The FCC kicks off T-Mobile outage investigation by waiting to hear from you

The FCC kicks off T-Mobile outage investigation by waiting to hear from you
FCC Chairman Ajit Pai is putting his money where his mouth is, launching last week's promised investigation into one of the most spectacular US wireless network outages of the past few years. Evidently, T-Mobile President of Technology Neville Ray's explanation of the catastrophic June 15 issues and the solemn vow that the situation will not happen again haven't been enough to put Pai at ease.

While the technical aspect of the nationwide cellular blackout doesn't appear to be under scrutiny, at least for the time being, the Federal Communications Commission is interested in determining the exact scope of the outage and how much of an impact this actually had on everything from public safety entities to state and local governments, as well as enterprise, and of course, regular individual consumers.
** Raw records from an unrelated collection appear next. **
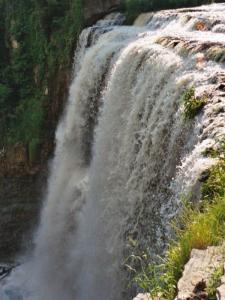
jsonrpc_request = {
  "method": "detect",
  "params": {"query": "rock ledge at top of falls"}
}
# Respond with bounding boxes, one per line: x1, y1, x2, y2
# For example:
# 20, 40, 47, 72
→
84, 0, 121, 25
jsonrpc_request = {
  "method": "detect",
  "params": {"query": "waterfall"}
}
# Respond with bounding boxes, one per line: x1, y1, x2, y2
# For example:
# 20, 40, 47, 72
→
0, 4, 225, 300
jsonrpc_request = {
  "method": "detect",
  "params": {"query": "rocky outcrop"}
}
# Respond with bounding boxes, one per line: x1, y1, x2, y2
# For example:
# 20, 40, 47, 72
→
176, 247, 225, 300
84, 0, 122, 25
In order to make as exhaustive a determination as possible, the Commission's Public Safety and Homeland Security Bureau is seeking comment from pretty much anyone interested in contributing to the investigation. 

The aforementioned Bureau is quite specific and incredibly rigorous about the questions it wants answered, trying to find out among many other things the (estimated) number of failed or "otherwise affected" 911 calls on June 15, as well as whether or not public safety entities and state and local governments experienced disruptions of data services as a direct result of the outage.

Meanwhile, enterprise and individual consumers can help the FCC by sharing their experience in as much detail as possible, evaluating the effectiveness of T-Mobile's communication throughout that fateful day, as well as elaborating on the effect the outage had on both business and personal activities in terms of dropped calls, missed text messages, and data disruptions.

Even customers of other carriers than T-Mobile can lend a hand by telling the FCC if they were able to successfully complete calls to their friends or relatives on Magenta on the day in question. Whatever your position in this far-reaching matter, you have until July 8 to file your comments and detail your individual experiences and issues either online at this link here or by paper, in which case you'll need to send the Commission's Secretary, Office of the Secretary, Federal Communications Commission an original and one copy of each filing.

For now, it's obviously hard to anticipate if T-Mo will be punished in any way for a problem described as related to "a leased fiber circuit failure from a third party provider in the Southeast", and if so, what kind of sanction the "Un-carrier" might be facing. That probably all depends on how much noise you'll be making in these statements.